«Amo la persona del plural…», de Ricardo Castillo
Jorge Esquinca – Edición 455
El trabajo poético de Ricardo “construye un código propio”. Cierto, pues la temprana audacia de Castillo no se detuvo ahí y lo condujo a explorar en los territorios de la colaboración con otras disciplinas, así como a internarse en la modalidad sonora y visual de la palabra escrita a través de la performance y el video
Amo la persona del plural…
Amo la persona del plural
y somos una montaña que la hormiga no puede mirar,
pero que sin embargo presiente
y crece, tiembla y se derrumba con ella.
Amo los cuerpos grandes que habitaron uno pequeño,
lo que no soy,
pero que bien hubiera podido;
lo que no se alcanza a decir,
lo que nos saca las raíces, los gritos elementales,
las visiones primarias,
esa flecha que sin saberlo viaja hacia el centro.
Amo lo que no alcanzo a ver
porque amo lo que veo.
Los estigmas, el estertor de la personalidad,
la locura cristalizada en el asombro,
la locura que nunca cae, la curva inesperada,
el reflejo certero, sin prisa,
que deviene revelación,
el misterio trastornado en imagen.
De igual manera pero en otra parte,
amo las historias personales, sus calles endurecidas,
los habitantes solos de mirada conmovedoramente oblicua.
Amo a los insomnes que luchan entre su esperanza y su pesadilla,
la confusión del ahogado, la convicción del perdido,
el dolor de ser tripas, el fiel servicio de las muelas carcomidas.

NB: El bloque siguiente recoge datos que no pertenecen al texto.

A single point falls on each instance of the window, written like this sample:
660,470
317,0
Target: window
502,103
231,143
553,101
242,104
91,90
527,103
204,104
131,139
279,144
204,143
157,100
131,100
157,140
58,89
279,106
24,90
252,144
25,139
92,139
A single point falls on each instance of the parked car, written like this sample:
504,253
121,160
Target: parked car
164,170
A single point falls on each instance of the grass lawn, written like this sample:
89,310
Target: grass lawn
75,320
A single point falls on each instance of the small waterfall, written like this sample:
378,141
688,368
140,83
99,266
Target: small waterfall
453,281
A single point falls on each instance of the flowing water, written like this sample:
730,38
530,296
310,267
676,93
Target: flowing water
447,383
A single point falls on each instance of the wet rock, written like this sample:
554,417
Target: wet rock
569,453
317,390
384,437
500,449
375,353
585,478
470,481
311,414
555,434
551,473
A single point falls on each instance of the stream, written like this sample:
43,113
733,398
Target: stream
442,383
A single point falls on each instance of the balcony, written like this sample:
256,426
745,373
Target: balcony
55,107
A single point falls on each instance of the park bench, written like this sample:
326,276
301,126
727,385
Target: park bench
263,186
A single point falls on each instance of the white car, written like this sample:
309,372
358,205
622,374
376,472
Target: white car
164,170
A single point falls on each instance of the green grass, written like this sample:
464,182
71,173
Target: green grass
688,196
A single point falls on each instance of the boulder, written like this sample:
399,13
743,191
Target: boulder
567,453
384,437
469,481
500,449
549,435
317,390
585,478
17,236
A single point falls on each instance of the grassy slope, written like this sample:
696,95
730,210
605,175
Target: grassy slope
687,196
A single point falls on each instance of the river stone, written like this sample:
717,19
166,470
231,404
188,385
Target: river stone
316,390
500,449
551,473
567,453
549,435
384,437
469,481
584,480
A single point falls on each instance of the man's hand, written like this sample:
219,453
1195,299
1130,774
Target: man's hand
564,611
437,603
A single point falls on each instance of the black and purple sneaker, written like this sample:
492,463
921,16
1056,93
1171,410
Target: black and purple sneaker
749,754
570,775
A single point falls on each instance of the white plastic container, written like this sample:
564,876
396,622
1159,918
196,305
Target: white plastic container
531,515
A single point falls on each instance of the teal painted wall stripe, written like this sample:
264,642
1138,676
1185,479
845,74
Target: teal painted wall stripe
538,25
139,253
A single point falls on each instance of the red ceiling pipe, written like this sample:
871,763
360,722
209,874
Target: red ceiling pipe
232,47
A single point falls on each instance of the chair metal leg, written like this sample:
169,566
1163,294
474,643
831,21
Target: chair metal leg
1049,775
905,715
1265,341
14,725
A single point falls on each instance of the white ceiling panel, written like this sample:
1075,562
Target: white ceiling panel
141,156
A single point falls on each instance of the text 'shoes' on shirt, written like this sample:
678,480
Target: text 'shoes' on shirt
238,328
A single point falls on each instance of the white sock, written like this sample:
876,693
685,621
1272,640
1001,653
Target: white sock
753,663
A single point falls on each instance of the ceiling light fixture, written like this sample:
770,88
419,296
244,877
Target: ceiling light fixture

Amo a los que un día en un chispazo vieron el destino
y cayeron heridos por el impacto
más allá de cualquier destino verificable.
Hace un par de meses, la revista Tierra Adentro dedicó parte de sus páginas a celebrar los cuarenta años de la primera publicación de El pobrecito señor X (1976), un libro con el que Ricardo Castillo (Guadalajara, 1954) hizo su entrada en la escena de la poesía mexicana. La mayoría de sus contemporáneos conocimos el libro hasta 1980, cuando lo volvió a editar el Fondo de Cultura Económica. La importancia de esta casa editorial y el contenido abiertamente subversivo de los poemas situaron de inmediato a Ricardo —un auténtico outsider— en el centro de la discusión. Lo cierto es que el señor equis no pasó indiferente y le granjeó a Ricardo Castillo una insólita popularidad. Hoy, una nueva generación de poetas ha vuelto a leerlo y lo festeja. El mejor elogio es quizás el de Xitlalitl Rodríguez, quien afirma que, en conjunto, el trabajo poético de Ricardo “construye un código propio”. Cierto, pues la temprana audacia de Castillo no se detuvo ahí y lo condujo a explorar en los territorios de la colaboración con otras disciplinas (música, danza), con la creación de una Máquina del instante de formulación poética (libro-CD con juego interactivo), así como a internarse en la modalidad sonora y visual de la palabra escrita a través de la performance y el video. El poema que aquí presentamos cierra Nicolás el camaleón (1989), libro en el que “recurre al auxilio del guión de cine para, además de cantar, contar una historia”. Una suerte de manifiesto vital, de entrega sin concesiones a los poderes de la visión y las palabras. Una buena selección de sus poemas se recoge en Tercer islario (Mantis Editores, 2013). m.